Wanted for Crimes Against Humanity: Christopher Columbus
As you may have read, Venezuela President Nicolás Maduro called out Spain for making October 12 a national holiday and, by extension, celebrating the holocaust of this hemisphere’s Indigenous peoples.
But what about the United States? Children are taught Columbus was a great explorer who “discovered America,” parades are held in his honor, and almost the entire country has a day off, and while there are protests, rarely is there a serious discussion within the United States to consider ending the observance of Columbus Day as a national holiday.
And so, we ask: Why does the United States celebrate Columbus Day as a national holiday if by doing so it also celebrates the genocide of Native peoples? And why is it still a national holiday years after this country has passed landmark civil rights legislation?
It may have to do with the fact that unlike Mexico and most countries to the south, Indigenous peoples make up a significant portion of the population. The United States is a big country in both population and size and outside of a few regions (Four Corners, Oklahoma, the Northern Plains), Natives are rarely considered when discussing national affairs. And, of course, we know why.
The United States wouldn’t exist if not for the genocide of Natives and the enslavement of Africans.

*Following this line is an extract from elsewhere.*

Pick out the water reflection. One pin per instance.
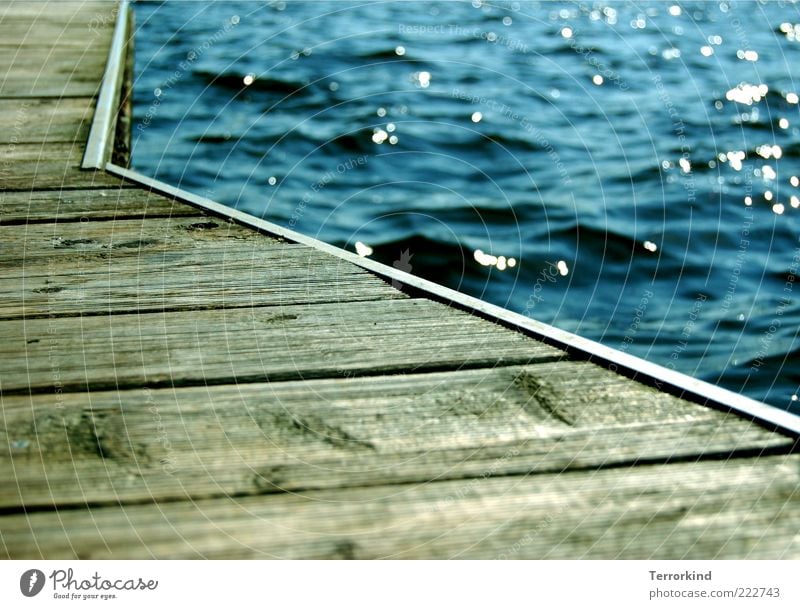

Even Canada with all of the abuses it’s committed against First Nations is one of the few countries in the Western Hemisphere that doesn’t celebrate Columbus Day.
While some are discussing changing the name of the Washington Redskins, a campaign to end Columbus Day as a national holiday would serve to hash out the question of Native mascots while addressing the larger issue of respect for the United States’ First Nations.
1521 years later, Columbus is still guilty of genocide and the Indigenous peoples of the United States are still alive and fighting for their rights as sovereign nations. It’s time to end Columbus Day!